Updates on Checks & Imbalances’ previous reporting
The campaign of former Rep. Jeff Fortenberry (R-Neb.) spent $598,000 on legal services in the first three months of 2022. In March, Fortenberry was found guilty of lying to federal investigators. He resigned from Congress the following week.
Fortenberry has now directed a total of $778,000 of campaign funds to the law firm that represented him in his trial. As of March 31, his campaign has $50,000 of cash on hand and $60,000 in outstanding debts. His sentencing is scheduled for June 28. Each of the three felony counts he was convicted of carries a maximum penalty of five years in prison.
***** Rep. Lauren Boebert (R-Colo.) changed campaign treasurers, according to a filing it made with the Federal Election Commission on Thursday. In recent months, the campaign made a couple of high-profile gaffes, namely using political funds to pay for Boebert’s personal rent and filing a report that mistakenly said she represented Utah. Boebert replaced her campaign’s compliance support in January. A spokesperson for Boebert’s campaign did not respond to inquiries.
***** The campaign of former Director of National Intelligence and Congressman John Ratcliffe (R-Texas) continued to pay his wife to manage its sleepy books last quarter. It appears she may have taken a pay cut though.
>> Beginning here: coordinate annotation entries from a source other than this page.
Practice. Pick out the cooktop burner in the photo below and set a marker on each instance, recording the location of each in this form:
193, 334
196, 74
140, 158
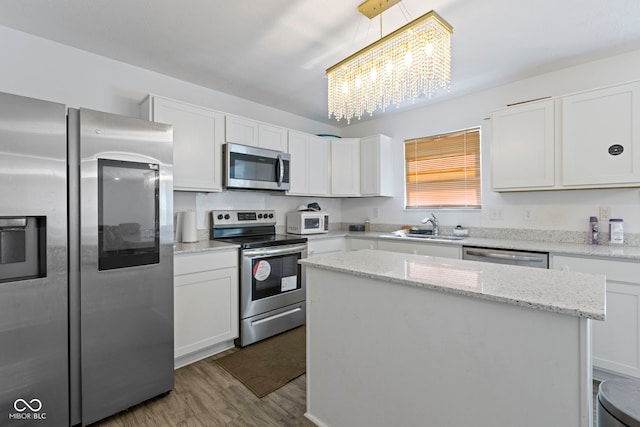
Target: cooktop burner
249, 229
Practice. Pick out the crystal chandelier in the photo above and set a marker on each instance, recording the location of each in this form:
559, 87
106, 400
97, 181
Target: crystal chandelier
414, 60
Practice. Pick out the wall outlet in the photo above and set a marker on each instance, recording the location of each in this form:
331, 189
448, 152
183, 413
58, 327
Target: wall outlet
496, 213
528, 214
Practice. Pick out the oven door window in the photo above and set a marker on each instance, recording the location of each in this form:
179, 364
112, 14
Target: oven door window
128, 214
274, 275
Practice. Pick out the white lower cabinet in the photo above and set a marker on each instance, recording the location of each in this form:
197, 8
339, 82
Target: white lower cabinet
325, 246
421, 248
205, 304
616, 341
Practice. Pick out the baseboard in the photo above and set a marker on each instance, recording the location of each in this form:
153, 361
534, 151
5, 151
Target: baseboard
190, 358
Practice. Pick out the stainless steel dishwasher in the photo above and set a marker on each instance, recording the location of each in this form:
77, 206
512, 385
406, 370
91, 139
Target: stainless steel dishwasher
506, 256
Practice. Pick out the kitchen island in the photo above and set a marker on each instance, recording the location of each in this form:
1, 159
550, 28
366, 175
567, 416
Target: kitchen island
401, 339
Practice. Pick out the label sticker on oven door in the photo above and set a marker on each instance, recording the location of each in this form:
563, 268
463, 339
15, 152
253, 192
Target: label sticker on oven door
288, 283
261, 270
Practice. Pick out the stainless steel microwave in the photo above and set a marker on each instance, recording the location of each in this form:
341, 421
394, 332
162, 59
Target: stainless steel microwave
253, 168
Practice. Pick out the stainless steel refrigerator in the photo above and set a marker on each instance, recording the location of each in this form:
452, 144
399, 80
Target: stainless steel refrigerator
86, 263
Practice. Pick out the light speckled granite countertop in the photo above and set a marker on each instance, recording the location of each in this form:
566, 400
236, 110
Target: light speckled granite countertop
559, 248
576, 294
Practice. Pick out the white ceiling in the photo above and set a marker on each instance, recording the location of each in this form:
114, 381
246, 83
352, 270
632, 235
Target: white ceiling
275, 52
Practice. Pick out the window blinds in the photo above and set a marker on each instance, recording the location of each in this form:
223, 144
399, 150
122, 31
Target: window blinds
443, 171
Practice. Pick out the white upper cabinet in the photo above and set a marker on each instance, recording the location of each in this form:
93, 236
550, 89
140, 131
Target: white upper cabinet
591, 140
523, 147
601, 137
198, 135
309, 168
241, 130
376, 174
345, 167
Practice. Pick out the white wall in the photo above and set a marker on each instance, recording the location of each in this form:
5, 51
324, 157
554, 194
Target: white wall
38, 68
564, 210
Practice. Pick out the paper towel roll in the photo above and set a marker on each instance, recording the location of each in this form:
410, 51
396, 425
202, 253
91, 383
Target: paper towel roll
189, 232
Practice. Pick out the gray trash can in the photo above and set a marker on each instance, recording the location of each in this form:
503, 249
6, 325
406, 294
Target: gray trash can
619, 403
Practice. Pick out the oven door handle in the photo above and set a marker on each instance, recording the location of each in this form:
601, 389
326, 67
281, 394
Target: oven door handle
262, 252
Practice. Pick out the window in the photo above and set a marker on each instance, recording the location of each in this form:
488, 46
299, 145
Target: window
443, 171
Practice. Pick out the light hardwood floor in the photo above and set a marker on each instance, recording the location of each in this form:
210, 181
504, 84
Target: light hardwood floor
205, 395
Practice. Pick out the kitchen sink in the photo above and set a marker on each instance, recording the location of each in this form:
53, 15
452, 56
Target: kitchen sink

Starting in March 2021, the campaign began paying Michele Ratcliffe $3,000 a month for compliances services. The $3,000 payments continued into January 2022, according to a report filed on Friday, but the campaign didn’t report any disbursements to Michele in February and just $1,500 in March.
Payments to Mrs. Ratcliffe comprised 71% of the campaign’s spending in the first three months of the year. A partner at the Rockwall, Texas law firm of Lamberth Ratcliffe Covington, her total take from her husband’s campaign over the past year is $34,500.
Also, the campaign did not report any additional payments to Telegraph Design last quarter. In 2021, Ratcliffe’s committee reported paying $11,000 for “website design” to that technology firm, which created a site for his private-sector ventures.
Neither Ratcliffe responded to an inquiries.
**** Former President Trump’s Make America Great Again, Again! PAC reported paying four people in a cost-share agreement with the pro-Trump dark money group MAGA Policies, Inc. last quarter: former acting members of Trump’s cabinet Richard Grenell and Matthew Whitaker, former Florida Attorney General and Trump advisor Pam Bondi and Cassidy Kofoed, the 24-year-old daughter of Richard Kofoed, a major Trump donor who lived large despite having financial difficulties.
Both Richard and Cassidy were on the private flight Richard booked that whisked Trump advisor and Don Jr.’s girlfriend Kimberly Guilfoyle out of D.C. on January 6, reported ProPublica. All told, the pro-Trump groups have paid Cassidy at least $32,000 since October. Richard Kofoed denied any knowledge of what work his daughter performs for the groups or how she landed the job. "I have nothing to do with my adult daughter’s employment," he wrote in an email. "I am not privy to any information related to her position nor do I discuss this with her." Spokespeople for Trump did not respond to inquiries.